A total of 19,940 people were killed on Europe’s roads in 2024, down 12% compared with 2019, according to the Commission’s latest update on Monday.

The EU has a goal of halving road deaths and serious injuries by 2030, but the annual reduction needed to hit that target is 4.6%.

Road crashes cost the EU economy about 2% of GDP, while up to 100,000 people each year suffer injuries described as life-changing.

“Every road death is a tragedy,” said Apostolos Tzitzikostas, the European Commissioner for Sustainable Transport and Tourism, adding that efforts must accelerate.

What the Commission says is driving deaths — and what has worked

The mid-point review of the EU Road Safety Policy Framework 2021–2030 listed key risk factors including excessive speed, drink-driving, distraction and not wearing seatbelts, the Commission said.

It also cited challenges such as limited enforcement capacity, constrained funding and fragmented governance structures.

The report also pointed to newer issues including wider use of e-scooters and other personal mobility devices, an ageing population and the gradual introduction of automated vehicles, according to the Commission’s findings.

Some countries have cut fatalities faster than others since 2019, with Poland, Lithuania and Slovenia recording reductions of 33% to 35%, the Commission said.
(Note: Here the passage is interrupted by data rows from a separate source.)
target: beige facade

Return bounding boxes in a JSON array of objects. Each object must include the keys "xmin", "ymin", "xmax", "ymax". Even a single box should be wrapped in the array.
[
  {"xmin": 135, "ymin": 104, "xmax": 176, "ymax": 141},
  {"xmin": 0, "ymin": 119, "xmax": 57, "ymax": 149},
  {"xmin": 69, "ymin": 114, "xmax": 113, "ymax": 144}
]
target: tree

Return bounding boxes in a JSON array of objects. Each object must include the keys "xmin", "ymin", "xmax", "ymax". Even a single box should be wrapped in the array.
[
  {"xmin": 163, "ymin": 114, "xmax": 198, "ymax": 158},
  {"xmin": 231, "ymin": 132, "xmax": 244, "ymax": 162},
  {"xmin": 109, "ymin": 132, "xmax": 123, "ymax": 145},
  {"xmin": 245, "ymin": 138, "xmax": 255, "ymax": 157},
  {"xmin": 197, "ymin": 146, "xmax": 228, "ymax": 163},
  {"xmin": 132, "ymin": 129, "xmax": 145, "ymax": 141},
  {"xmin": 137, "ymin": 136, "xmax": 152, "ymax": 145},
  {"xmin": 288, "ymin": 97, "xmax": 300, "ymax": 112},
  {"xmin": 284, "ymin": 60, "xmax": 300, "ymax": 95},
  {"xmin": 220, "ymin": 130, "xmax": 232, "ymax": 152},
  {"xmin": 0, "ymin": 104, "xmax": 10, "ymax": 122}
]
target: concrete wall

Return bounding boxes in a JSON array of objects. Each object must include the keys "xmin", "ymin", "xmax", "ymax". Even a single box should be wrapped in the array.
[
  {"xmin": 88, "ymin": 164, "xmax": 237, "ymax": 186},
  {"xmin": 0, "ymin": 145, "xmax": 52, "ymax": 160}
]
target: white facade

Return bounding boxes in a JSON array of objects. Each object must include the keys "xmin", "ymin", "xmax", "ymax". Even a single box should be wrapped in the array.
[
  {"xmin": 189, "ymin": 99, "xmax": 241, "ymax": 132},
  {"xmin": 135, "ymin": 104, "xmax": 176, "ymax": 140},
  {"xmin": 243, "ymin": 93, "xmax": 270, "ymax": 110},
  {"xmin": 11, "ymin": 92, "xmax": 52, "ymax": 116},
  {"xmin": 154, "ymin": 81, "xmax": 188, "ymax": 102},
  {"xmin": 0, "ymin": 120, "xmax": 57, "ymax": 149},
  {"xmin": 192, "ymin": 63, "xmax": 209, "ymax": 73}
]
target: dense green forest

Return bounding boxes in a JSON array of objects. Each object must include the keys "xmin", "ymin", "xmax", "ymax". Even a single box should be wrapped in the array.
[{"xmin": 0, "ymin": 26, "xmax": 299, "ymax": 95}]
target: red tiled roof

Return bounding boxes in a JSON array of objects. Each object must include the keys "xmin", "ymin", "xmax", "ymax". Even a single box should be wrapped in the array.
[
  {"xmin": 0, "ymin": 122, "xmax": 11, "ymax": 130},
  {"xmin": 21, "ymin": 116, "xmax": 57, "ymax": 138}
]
The report cited Spain’s national 30 km/h speed limit in urban centres, France’s automated traffic camera network and Denmark’s awareness campaigns as examples of national measures it described as successful.

Member states were urged to follow up their first safety assessment of road networks with systematic programmes to eliminate crash “black spots” — locations with a concentration of serious collisions.

Progress towards the 2030 targets will be monitored through EU road safety datasets including the CARE database and the European Road Safety Observatory.